Монахи возвысили свои голоса в песнопении, и процессия тронулась, направляясь к тюрьме Корта-Савелла. У входа она остановилась в ожидании женщин. Беатриче с мачехой вышли, тут же, на пороге, преклонили колени и поклонились святому распятию, после чего процессия проследовала дальше.
Женщины шли самыми последними, друг за дружкой, в самом хвосте вереницы братьев ордена кающихся грешников. Головные покрывала у обеих доходили до пояса, с той лишь разницей, что у сеньоры Лукреции, как и полагается вдове, оно было черное. Того же цвета были на ней и туфли – на высоких каблуках и, по тогдашней моде, обильно украшенные лентами. Беатриче, будучи незамужней девушкой, была одета по-другому: тюрбан из того же шелка, что и безрукавка, с ниспадавшей с него бархатной, затканной серебром драпировкой, фиолетовая сутана и белые туфли на каблучках, украшенные золотыми бантами и вишневого оттенка бахромой.

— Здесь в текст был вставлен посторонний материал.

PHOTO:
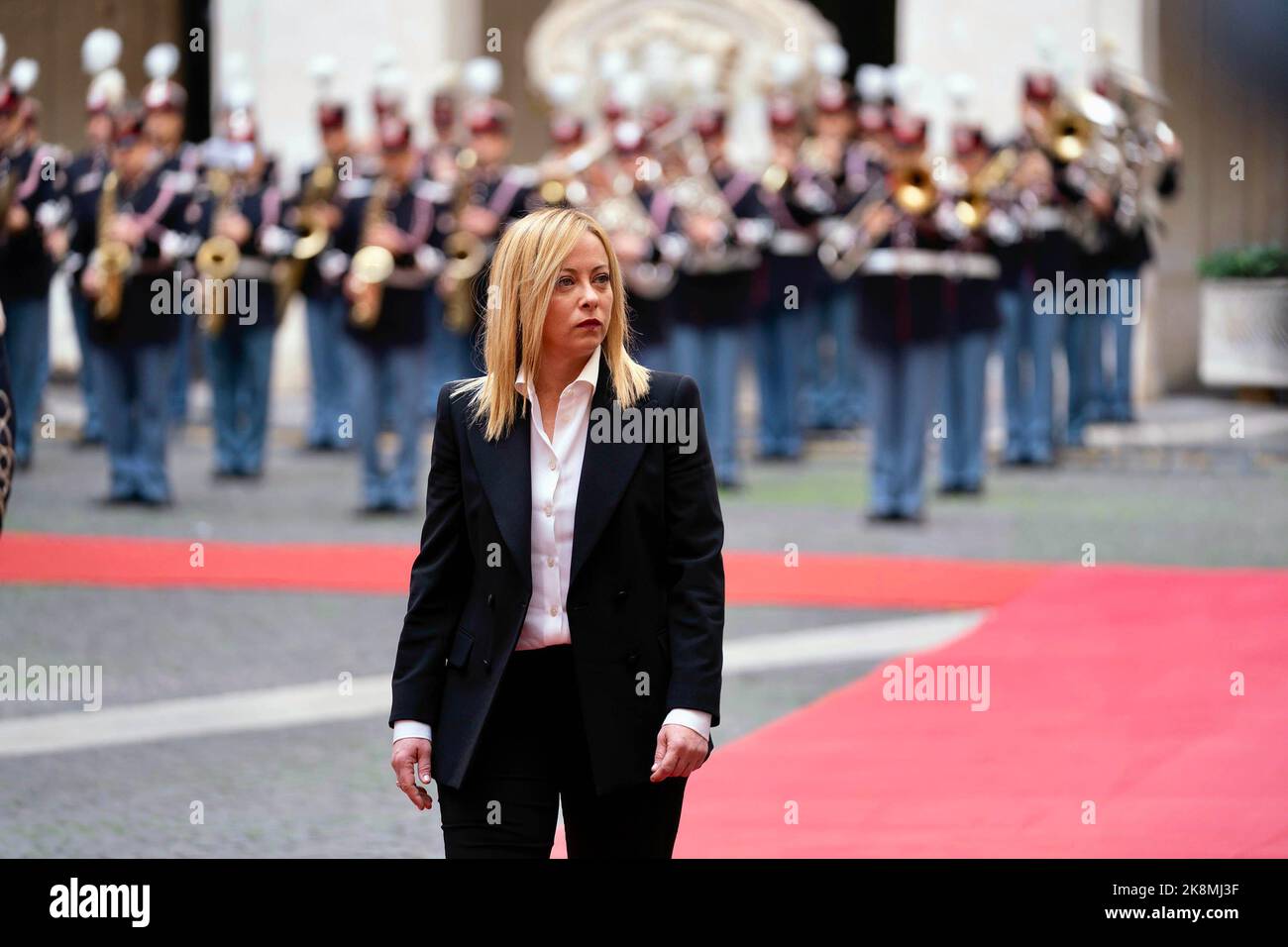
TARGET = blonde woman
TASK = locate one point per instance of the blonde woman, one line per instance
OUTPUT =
(563, 635)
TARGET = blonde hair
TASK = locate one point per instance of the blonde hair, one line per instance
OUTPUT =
(523, 274)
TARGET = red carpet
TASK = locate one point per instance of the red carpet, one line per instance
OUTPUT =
(1107, 684)
(751, 578)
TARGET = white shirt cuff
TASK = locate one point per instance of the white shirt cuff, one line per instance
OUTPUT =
(411, 728)
(697, 720)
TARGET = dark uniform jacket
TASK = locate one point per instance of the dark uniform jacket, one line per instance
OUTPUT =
(404, 296)
(261, 202)
(150, 313)
(724, 296)
(25, 264)
(645, 591)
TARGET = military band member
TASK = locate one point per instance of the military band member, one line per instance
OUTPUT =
(902, 291)
(239, 317)
(1151, 161)
(832, 392)
(99, 54)
(133, 341)
(178, 175)
(648, 241)
(320, 193)
(973, 321)
(29, 172)
(725, 230)
(1029, 337)
(385, 330)
(787, 320)
(487, 195)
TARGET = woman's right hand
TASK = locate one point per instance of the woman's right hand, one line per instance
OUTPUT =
(411, 755)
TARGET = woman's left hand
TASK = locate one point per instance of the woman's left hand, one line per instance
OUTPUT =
(679, 751)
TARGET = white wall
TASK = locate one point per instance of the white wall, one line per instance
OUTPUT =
(279, 38)
(995, 42)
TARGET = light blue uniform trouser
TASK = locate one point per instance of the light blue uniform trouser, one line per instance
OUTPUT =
(1081, 338)
(82, 312)
(780, 338)
(179, 372)
(1113, 389)
(330, 394)
(832, 395)
(962, 450)
(1028, 347)
(386, 384)
(134, 385)
(240, 367)
(709, 356)
(27, 341)
(902, 388)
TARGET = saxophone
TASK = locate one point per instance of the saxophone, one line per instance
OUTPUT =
(314, 235)
(467, 254)
(218, 257)
(112, 258)
(372, 264)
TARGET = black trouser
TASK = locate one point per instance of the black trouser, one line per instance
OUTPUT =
(531, 757)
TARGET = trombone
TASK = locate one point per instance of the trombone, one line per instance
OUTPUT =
(911, 189)
(314, 235)
(372, 264)
(218, 257)
(467, 253)
(974, 204)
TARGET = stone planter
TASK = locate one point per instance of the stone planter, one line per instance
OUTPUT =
(1243, 339)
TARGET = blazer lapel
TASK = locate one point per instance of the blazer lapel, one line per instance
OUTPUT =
(605, 471)
(505, 470)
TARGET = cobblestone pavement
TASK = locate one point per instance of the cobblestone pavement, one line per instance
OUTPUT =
(326, 789)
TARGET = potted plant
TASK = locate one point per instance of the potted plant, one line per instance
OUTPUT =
(1243, 339)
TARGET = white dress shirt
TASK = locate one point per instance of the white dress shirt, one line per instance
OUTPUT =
(555, 476)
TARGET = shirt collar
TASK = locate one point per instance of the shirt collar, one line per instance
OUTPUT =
(589, 373)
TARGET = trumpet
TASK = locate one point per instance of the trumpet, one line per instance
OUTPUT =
(314, 235)
(373, 264)
(114, 258)
(467, 254)
(911, 189)
(622, 211)
(218, 257)
(974, 205)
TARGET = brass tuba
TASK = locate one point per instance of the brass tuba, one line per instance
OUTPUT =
(467, 254)
(912, 189)
(218, 257)
(373, 264)
(112, 258)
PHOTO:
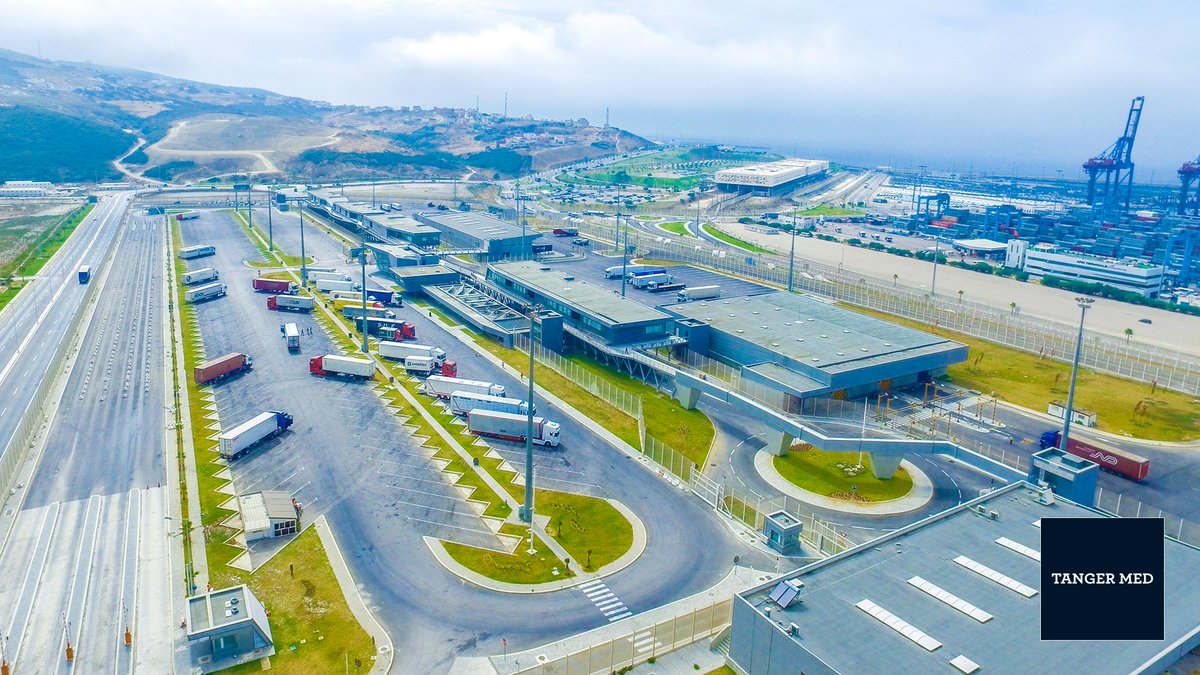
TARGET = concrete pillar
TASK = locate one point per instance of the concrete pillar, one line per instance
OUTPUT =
(885, 466)
(778, 442)
(688, 396)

Руки у обеих были связаны, но не туго: так, чтобы в одной можно было нести распятие, а в другой – платочек.
Еще в субботу ночью на площади возле моста Святого Ангела возвели высокий эшафот, а на нем установили деревянную колоду и плаху. Над ней, между двумя опорами, располагалось широкое лезвие, движущееся в пазах между столбами. Стоило отпустить специальную пружину, и лезвие это всем своим весом падало на плаху.